Now we are asking ourselves: is it possible to solve our own problems without aid from another? Which requires a great deal of stamina and energy, saying, ‘This problem of envy, what is envy, it is always comparison and a little more than comparison – the craving, the want, can that end without time?’ Then I don’t have to pray. The person who is like that is totally free from all contamination of thought.

So it requires the understanding of fear to be able to stand completely on your feet. And that is now slowly being denied. Drugs – cocaine, heroin and all that – are spreading in the world. We are bored with life and we want substitutions for life, and so prayer is your own desire to achieve something which will be most gratifying. An easy way to live without any understanding. It is much more complicated than merely the statements of the speaker. You see, we are all so petty, small-minded. And if we could step out of that – not tomorrow, now – then life is something that is endless, immense.

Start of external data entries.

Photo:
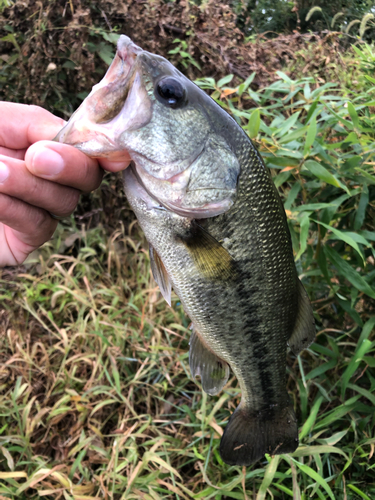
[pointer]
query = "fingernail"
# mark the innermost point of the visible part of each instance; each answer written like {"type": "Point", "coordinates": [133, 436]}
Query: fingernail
{"type": "Point", "coordinates": [4, 172]}
{"type": "Point", "coordinates": [47, 163]}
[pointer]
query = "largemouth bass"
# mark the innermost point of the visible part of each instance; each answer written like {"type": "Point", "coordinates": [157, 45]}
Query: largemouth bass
{"type": "Point", "coordinates": [218, 236]}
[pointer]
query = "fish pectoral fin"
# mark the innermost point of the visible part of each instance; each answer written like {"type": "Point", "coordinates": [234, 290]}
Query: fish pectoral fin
{"type": "Point", "coordinates": [304, 328]}
{"type": "Point", "coordinates": [160, 275]}
{"type": "Point", "coordinates": [214, 372]}
{"type": "Point", "coordinates": [210, 257]}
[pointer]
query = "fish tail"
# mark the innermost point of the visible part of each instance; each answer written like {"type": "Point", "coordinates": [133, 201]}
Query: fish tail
{"type": "Point", "coordinates": [249, 435]}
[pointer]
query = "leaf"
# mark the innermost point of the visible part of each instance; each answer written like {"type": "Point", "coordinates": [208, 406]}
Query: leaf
{"type": "Point", "coordinates": [305, 451]}
{"type": "Point", "coordinates": [361, 210]}
{"type": "Point", "coordinates": [353, 365]}
{"type": "Point", "coordinates": [343, 237]}
{"type": "Point", "coordinates": [224, 81]}
{"type": "Point", "coordinates": [346, 270]}
{"type": "Point", "coordinates": [322, 173]}
{"type": "Point", "coordinates": [353, 115]}
{"type": "Point", "coordinates": [268, 477]}
{"type": "Point", "coordinates": [254, 123]}
{"type": "Point", "coordinates": [305, 223]}
{"type": "Point", "coordinates": [359, 492]}
{"type": "Point", "coordinates": [288, 124]}
{"type": "Point", "coordinates": [314, 475]}
{"type": "Point", "coordinates": [308, 425]}
{"type": "Point", "coordinates": [310, 137]}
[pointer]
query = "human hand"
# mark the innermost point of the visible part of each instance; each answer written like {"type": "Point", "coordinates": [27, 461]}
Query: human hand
{"type": "Point", "coordinates": [38, 179]}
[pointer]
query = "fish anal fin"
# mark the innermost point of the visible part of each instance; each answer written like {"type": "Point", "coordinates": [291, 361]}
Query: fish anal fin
{"type": "Point", "coordinates": [210, 257]}
{"type": "Point", "coordinates": [304, 328]}
{"type": "Point", "coordinates": [160, 275]}
{"type": "Point", "coordinates": [249, 435]}
{"type": "Point", "coordinates": [214, 372]}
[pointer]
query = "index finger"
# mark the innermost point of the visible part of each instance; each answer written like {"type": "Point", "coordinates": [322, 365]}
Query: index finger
{"type": "Point", "coordinates": [21, 125]}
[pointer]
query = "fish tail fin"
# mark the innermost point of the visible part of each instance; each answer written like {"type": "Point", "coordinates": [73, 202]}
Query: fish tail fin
{"type": "Point", "coordinates": [249, 435]}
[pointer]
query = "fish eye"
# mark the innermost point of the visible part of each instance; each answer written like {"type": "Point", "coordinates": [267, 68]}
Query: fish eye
{"type": "Point", "coordinates": [171, 92]}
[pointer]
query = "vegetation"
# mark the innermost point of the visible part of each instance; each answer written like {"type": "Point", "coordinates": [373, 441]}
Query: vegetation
{"type": "Point", "coordinates": [96, 399]}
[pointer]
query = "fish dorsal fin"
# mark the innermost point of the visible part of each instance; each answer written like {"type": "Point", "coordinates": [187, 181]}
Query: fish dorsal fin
{"type": "Point", "coordinates": [214, 372]}
{"type": "Point", "coordinates": [304, 328]}
{"type": "Point", "coordinates": [160, 275]}
{"type": "Point", "coordinates": [210, 257]}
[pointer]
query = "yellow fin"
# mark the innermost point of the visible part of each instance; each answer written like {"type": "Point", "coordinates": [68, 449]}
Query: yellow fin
{"type": "Point", "coordinates": [211, 258]}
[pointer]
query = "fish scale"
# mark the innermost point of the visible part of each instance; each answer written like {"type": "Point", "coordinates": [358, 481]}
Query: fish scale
{"type": "Point", "coordinates": [217, 232]}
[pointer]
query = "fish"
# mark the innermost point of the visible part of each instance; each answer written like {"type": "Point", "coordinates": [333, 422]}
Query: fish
{"type": "Point", "coordinates": [217, 232]}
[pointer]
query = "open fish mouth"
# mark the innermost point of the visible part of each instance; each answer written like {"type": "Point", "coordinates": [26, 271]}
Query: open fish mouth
{"type": "Point", "coordinates": [114, 104]}
{"type": "Point", "coordinates": [129, 114]}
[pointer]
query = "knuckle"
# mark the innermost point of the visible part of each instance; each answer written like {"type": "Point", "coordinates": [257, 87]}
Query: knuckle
{"type": "Point", "coordinates": [68, 202]}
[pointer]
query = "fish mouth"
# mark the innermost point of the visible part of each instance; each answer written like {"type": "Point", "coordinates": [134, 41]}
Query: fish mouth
{"type": "Point", "coordinates": [115, 104]}
{"type": "Point", "coordinates": [173, 194]}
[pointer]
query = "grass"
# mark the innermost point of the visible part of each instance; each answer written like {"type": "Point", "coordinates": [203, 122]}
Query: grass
{"type": "Point", "coordinates": [96, 399]}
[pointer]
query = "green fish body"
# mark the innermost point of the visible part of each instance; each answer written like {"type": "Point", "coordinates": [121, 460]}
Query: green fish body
{"type": "Point", "coordinates": [218, 236]}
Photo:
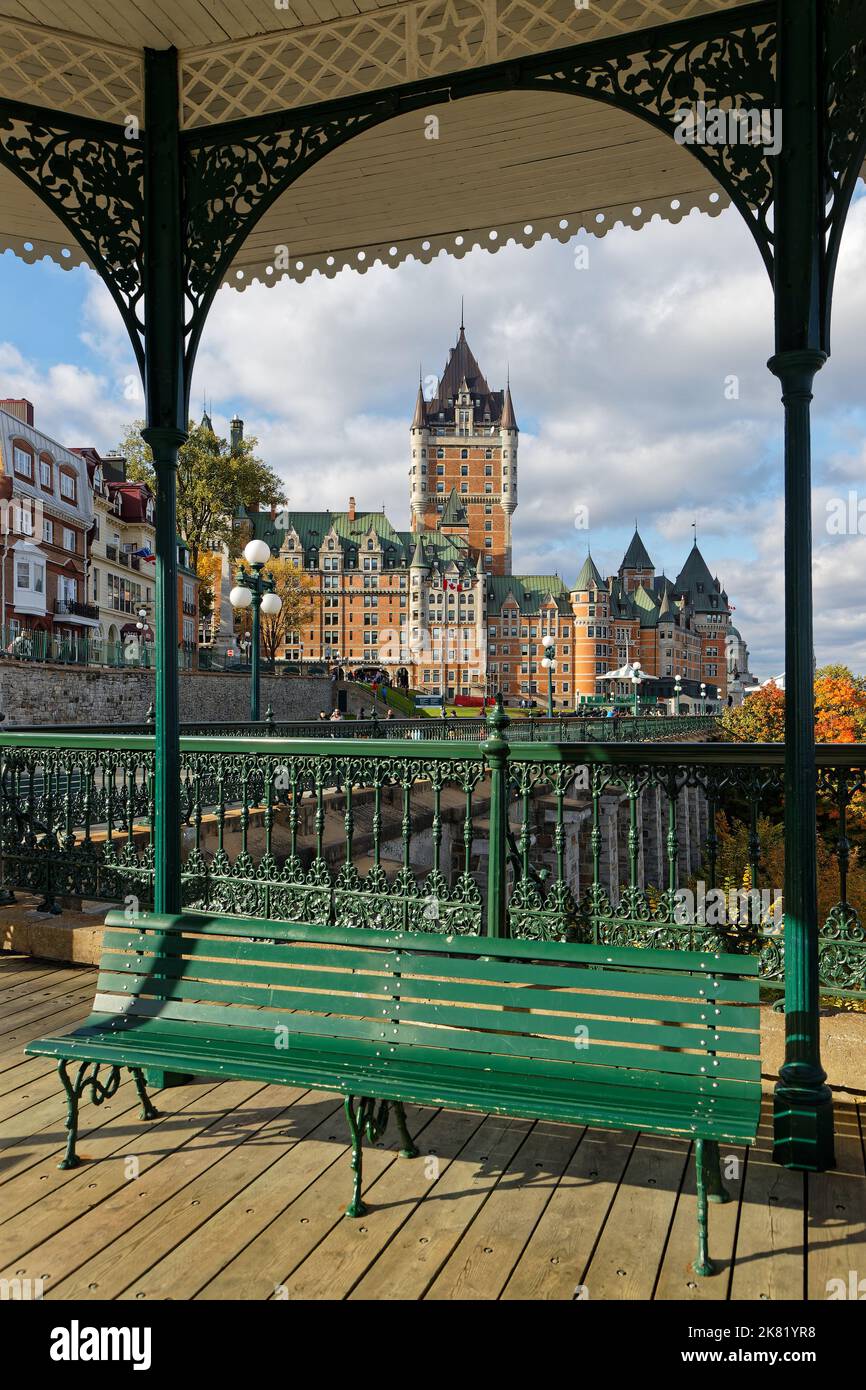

Krishnamurti at Brockwood Park in 1984, Question and Answer Meeting 2

Part 6

I Don’t Know What God Is

Do you believe in God? How silent you are. When you touch the real things you become quiet because you are frightened. So I want to find out. The mind says, ‘What is love? They talk about it so much – love God, love humanity, I love my wife, I love my country. What does it mean? I want to find out.’ Don’t you? You don’t. To find out, I must have energy. So how do I have that energy? By not asserting, or introducing something which I am familiar with – they say love is God, love is sex, love is happiness, love is beauty – all those are distractions, wastage of energy. Can I put all that aside?

I want to find out if there is such thing as God. I don’t know. Millions of people, the propagandists, the priests, the books, the everyday politicians, and all the muckery – everybody talks about God, except perhaps the communists, but they have their own gods. I want to find out. How do I find out? I am burning with it, not just sitting there. I want to find out. I want to find out if there is something real, and for that I must have tremendous energy. So I must first gather this energy. So I must find out how I waste energy. I obviously waste energy when I believe in God. Or when I don’t believe in God, it is a wastage of energy. To believe or not to believe, or to say, ‘Yes, there is God – look at nature, without God…’ – you follow? – all that tommyrot. I want to find out. To find out there must be freedom of energy, and that’s why I say, ‘I don’t know.’ When I say, ‘I don’t know,’ that gives me tremendous energy. I don’t know what God is. I am not an atheist; I don’t believe or disbelieve – I don’t know. That means is my mind free of fear? Because when I say, ‘I don’t know,’ there is a tremendous sense of uncertainty, nothing I can rely on. God was a marvellous refuge in which I took shelter. When I say, ‘I don’t know,’ I refuse that shelter. So I have no saviour, no guru, no teacher – I must find out.